血糖値とは、血液内のグルコース、つまりブドウ糖の濃度の事です。
これが何を表すかというと、体内に適切な量の糖分が摂取されているか、そしてその糖分がしっかりとコントロールされているかという部分を図る上で非常に重要な値となります。
血糖値は上昇すると膵臓から分泌されるインスリンによって制御され、調整されるのですが、このインスリンの分泌量が少ない、若しくは十分な働きができないといった場合に、高血糖の状態が慢性的に継続し、糖尿病になってしまうのです。
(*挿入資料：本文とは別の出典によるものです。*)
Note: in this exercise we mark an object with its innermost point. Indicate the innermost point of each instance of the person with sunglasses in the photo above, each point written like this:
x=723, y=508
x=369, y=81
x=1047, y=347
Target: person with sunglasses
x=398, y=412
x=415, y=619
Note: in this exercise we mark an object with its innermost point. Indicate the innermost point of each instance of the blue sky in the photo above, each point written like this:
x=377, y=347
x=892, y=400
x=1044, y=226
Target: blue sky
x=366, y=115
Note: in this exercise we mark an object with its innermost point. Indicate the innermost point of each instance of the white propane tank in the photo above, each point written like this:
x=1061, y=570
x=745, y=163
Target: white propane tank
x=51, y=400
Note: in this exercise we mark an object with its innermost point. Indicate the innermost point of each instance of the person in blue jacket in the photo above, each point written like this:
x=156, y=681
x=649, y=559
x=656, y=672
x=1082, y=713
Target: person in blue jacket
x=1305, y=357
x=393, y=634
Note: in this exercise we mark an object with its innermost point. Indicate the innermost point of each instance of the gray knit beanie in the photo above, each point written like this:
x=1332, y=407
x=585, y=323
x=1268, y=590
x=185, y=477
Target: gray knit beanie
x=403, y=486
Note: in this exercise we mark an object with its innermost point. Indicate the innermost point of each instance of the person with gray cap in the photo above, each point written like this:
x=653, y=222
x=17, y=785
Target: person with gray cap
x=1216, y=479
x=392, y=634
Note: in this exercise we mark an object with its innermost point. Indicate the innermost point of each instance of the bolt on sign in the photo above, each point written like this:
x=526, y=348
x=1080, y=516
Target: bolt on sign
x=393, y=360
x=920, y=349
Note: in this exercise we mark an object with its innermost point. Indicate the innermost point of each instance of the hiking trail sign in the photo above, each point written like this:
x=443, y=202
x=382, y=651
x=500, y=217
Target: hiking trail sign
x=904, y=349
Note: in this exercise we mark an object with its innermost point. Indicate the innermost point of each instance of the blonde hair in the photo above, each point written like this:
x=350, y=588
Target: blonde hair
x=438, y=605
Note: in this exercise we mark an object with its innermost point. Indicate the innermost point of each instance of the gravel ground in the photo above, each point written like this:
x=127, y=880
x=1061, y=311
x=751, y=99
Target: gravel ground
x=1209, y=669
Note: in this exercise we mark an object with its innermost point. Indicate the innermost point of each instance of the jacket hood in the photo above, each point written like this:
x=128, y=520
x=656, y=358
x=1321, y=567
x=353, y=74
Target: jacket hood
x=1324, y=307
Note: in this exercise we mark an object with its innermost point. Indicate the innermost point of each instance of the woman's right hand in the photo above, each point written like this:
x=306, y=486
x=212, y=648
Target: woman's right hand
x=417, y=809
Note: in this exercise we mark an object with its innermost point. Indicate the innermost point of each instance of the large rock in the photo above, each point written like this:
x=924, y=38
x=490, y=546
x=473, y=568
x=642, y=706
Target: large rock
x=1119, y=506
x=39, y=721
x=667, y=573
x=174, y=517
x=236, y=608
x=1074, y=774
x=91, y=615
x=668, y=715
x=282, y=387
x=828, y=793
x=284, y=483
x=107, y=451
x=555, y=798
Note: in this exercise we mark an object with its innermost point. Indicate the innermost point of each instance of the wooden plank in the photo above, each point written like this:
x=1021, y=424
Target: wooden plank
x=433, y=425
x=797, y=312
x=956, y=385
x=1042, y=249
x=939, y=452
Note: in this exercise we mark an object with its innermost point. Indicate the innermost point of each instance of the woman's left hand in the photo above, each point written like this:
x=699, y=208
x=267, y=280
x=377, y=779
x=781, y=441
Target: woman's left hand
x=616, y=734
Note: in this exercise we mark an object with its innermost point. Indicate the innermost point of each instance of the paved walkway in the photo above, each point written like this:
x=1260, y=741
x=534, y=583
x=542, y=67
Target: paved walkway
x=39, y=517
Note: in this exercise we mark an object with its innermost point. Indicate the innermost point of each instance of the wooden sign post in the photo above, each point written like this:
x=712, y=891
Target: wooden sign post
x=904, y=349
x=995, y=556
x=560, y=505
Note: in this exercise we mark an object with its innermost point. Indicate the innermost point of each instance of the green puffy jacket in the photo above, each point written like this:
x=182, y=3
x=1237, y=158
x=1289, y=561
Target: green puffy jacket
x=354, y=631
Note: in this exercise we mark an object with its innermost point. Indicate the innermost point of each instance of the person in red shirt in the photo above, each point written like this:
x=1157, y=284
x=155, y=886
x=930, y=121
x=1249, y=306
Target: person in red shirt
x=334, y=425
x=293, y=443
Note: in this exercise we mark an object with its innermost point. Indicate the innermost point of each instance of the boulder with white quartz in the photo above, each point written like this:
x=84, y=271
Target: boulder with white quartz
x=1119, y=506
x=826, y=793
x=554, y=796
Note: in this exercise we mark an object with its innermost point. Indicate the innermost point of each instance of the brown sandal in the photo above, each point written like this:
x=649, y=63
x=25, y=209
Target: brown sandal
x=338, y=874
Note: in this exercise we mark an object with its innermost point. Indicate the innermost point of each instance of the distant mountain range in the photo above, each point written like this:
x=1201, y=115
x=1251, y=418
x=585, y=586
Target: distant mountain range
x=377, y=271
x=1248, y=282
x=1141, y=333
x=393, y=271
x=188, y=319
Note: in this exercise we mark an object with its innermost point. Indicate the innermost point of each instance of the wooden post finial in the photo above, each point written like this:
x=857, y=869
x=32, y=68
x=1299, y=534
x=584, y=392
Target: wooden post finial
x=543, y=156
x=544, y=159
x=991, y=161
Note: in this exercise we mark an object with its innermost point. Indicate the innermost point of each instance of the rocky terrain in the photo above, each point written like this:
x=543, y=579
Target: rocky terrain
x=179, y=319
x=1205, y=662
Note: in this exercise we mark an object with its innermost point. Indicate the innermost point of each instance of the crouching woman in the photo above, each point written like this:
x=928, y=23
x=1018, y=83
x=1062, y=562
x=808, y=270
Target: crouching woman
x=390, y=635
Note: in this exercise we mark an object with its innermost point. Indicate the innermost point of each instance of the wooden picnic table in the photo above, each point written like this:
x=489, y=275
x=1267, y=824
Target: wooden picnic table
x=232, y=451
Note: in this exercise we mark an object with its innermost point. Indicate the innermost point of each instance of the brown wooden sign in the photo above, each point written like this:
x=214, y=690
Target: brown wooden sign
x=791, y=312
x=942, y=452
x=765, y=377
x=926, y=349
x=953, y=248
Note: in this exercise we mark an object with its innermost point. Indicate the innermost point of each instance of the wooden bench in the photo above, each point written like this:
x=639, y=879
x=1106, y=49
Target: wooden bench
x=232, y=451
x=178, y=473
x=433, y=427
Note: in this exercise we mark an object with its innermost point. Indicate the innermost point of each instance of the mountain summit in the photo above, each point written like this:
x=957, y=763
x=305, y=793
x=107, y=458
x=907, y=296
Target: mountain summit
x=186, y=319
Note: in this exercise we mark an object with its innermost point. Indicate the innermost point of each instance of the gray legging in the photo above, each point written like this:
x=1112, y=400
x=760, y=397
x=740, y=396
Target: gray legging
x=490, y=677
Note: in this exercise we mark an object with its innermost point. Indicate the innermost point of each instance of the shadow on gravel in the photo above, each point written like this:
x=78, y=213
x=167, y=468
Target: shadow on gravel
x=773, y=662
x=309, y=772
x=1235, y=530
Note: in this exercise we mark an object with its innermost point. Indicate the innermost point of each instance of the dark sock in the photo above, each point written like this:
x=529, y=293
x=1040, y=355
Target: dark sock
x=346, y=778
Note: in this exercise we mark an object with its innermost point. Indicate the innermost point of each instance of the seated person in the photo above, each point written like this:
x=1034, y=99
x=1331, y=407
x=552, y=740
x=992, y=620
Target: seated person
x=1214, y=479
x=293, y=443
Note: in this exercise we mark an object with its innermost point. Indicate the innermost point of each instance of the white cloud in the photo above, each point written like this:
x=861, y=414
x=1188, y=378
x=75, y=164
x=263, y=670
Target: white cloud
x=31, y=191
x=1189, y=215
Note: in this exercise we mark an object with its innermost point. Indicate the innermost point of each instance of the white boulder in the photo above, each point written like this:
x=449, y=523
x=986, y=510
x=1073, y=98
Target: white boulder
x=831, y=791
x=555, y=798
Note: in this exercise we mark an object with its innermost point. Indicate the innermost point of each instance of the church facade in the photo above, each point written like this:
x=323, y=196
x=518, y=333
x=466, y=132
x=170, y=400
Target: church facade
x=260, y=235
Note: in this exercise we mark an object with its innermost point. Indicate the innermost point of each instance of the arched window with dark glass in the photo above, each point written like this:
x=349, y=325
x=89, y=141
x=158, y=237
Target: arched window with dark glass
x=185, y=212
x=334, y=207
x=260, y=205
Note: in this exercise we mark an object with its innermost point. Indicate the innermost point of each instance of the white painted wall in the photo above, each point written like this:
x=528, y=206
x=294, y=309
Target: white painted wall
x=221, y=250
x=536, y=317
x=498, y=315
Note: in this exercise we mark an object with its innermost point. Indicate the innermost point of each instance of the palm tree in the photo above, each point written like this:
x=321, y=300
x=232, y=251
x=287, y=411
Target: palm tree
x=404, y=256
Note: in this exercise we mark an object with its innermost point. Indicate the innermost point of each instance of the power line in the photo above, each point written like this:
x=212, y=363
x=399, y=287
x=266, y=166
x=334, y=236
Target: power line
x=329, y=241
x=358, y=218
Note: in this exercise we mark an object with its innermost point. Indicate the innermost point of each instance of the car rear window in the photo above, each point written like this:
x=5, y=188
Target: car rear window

よって、血糖値は糖尿病を検査する上で重要な数値という事になります。
ただ、この血糖値は比較的変動しやすい数値で、食後にはかなり高くなりますし、発熱や過度の痛みを発祥している場合、過度のストレスを感じている時にも大きく上昇する場合があります。
この事から、メタボ健診の際には、直前に食事を取らないようにしなければなりません。
メタボ健診による血糖値の基準値は110mg/dlで、これを上回っている場合は指導の対象となります。
ですが、前述したように、血糖値が高いからと言って必ずしもそれが糖尿病などの前兆であるとは限らないので、落ちついて指導を受けることが重要なのです。
専門家はそういった背景をしっかり把握しているので、まず貴方の状態から問診するかと思います。
それに見栄などを張らず正直に答えれば、間違いなく正確な診断をして貰えるでしょう。

メタボ健診で調査するコレステロール値について

メタボ健診においては、コレステロール値の測定も行います。
コレステロール値は、肥満、特に脂質異常症について診断を行う際に重要とされる指標です。
コレステロール値が高いと高脂血症となって動脈硬化を引き起こす要因になると言われており、メタボリックシンドロームの予兆と言えます。
コレステロールには善玉(HDL)、悪玉(LDL)があるというのは有名な話で、メタボ健診では主に善玉コレステロールの量を測定します。
善玉コレステロールは、血管壁に溜まった悪玉コレステロールを剥がし、肝臓に戻すという働きを担っているので、この量が少ないと悪玉コレステロールが溜まり、それを駆除するべく集まってくる肥満細胞がアテロームという物質になって血管をふさいだり詰まらせる要因になるのです。
よって、一定量の善玉コレステロールがない人は肥満になりやすく、また血管が詰まりやすい体質と言えます。
メタボ健診ではこの量が40mg/dl未満の場合は、指導の対象となるようです。
善玉コレステロールを増やすには、食生活を改めるのが一番とされています。
牛肉やバターなどの動物性脂肪が多い食物はなるべく控え、イワシなどの青魚、納豆や豆腐などの植物性脂肪を採る事で、かなり善玉コレステロールの量を増やす事ができます。
また、適度な運動も非常に有効です。
身体を動かして汗を流す事で、善玉コレステロールが増加します。
禁煙や節煙、節酒も必要とされています。
メタボ健診を受けて指導される前に、これらの事を行っておけば、指導を受けないで済むかもしれませんね。